I worked really hard with cross training and yet, the fitness was slipping away as well, cross training is just not specific enough to running. That said, it was a necessary evil and i'm amazed I recovered as quickly as I did and made it to the start line in Annecy. I was painfully aware that I was not running to capacity at the time nonetheless. It was all I could do to be smart, play it safe and do what I could.
I'd planned on a conservative first half of the race, as I'd become familiar with the course and knew exactly what to expect. It's a wonderfully brutal course the Maxi-race, I was so excited to get out there on race day. However, you know that sense when everything just isn't right on the start line? Pre race had been a calm affair, I'd tapered well, relaxed well, had some space and did all the pre race rituals that I know work for me. Yet, on the start line I realised I had not got my splits, so I was simply going to have to just run to feel. All the careful plans to pot. This unsettled me initially, excuses, excuses. I'll not list them all, however it's safe to say that I was fighting negative demons from the off, how energy sapping that it.
The intention was to put some effort in at the half way stage, Doussard, and yet so many folk had gone blasting off at the beginnng that I simply didn't believe that I could make the time back. Again, negative mind set that took way too much energy in the end. So plenty of meandering, hiking, and three hours of nausea overcome and Doussard arrived. "Better start racing and get a wiggle on" I recall blurting out to Elenor, GB support crew, "yes you had" she insisted.
So I left the checkpoint, and turn the burners on, I said, "turned the burners on" ... nothing, there was nothing there, it was the same plod that i'd started with. What the hell happened, this was supposed to be where I speed up and do all of my overtaking, blast the field and sail home. Er, nope, again I tried to quicken the pace and get into my groove, yet, it simply was not happening. I felt nauseous again, a different kind of nausea though. This time it was disappointment, with myself, with overestimating my capacity post injury and feeling a failure through and through.

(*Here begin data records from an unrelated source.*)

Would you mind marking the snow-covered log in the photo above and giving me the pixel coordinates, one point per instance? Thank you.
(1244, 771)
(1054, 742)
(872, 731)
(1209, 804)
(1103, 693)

I talked myself into stopping at St Bernard, if the other GB girls were going well. I had no idea where I was in the race, or placed compared to other women, I was so consumed with beating myself up for lack of fitness. If the girls didn't need me to count then I had firmly convinced myself that it was time to stop. Adrian of course gave it all he could to get me to continue, yet, he was wonderful in making it ok to stop too. Are you a failure when you DNF, are you weak and fickle? Is it self preservation so that you can keep running ok over the coming months. I DNF'd because I was not up to fitness, I'm not going to fain any other reason. I simply didn't have what it takes on this occasion.
The best advice I was ever given was, "get yourself booked into your next race" as soon as you can after a bad one. No ruminating, the next races are booked, and safe to say, i'll be doing another 80 ish k in two weeks. Nutter, yes, determined to use races to get fit and strong again, yes, proud to have represented my country again, yes, excited to see what the rest of the year brings, yes. Glad it's summer, yes, the start of the fly eating season. Consumed two on today's canal run.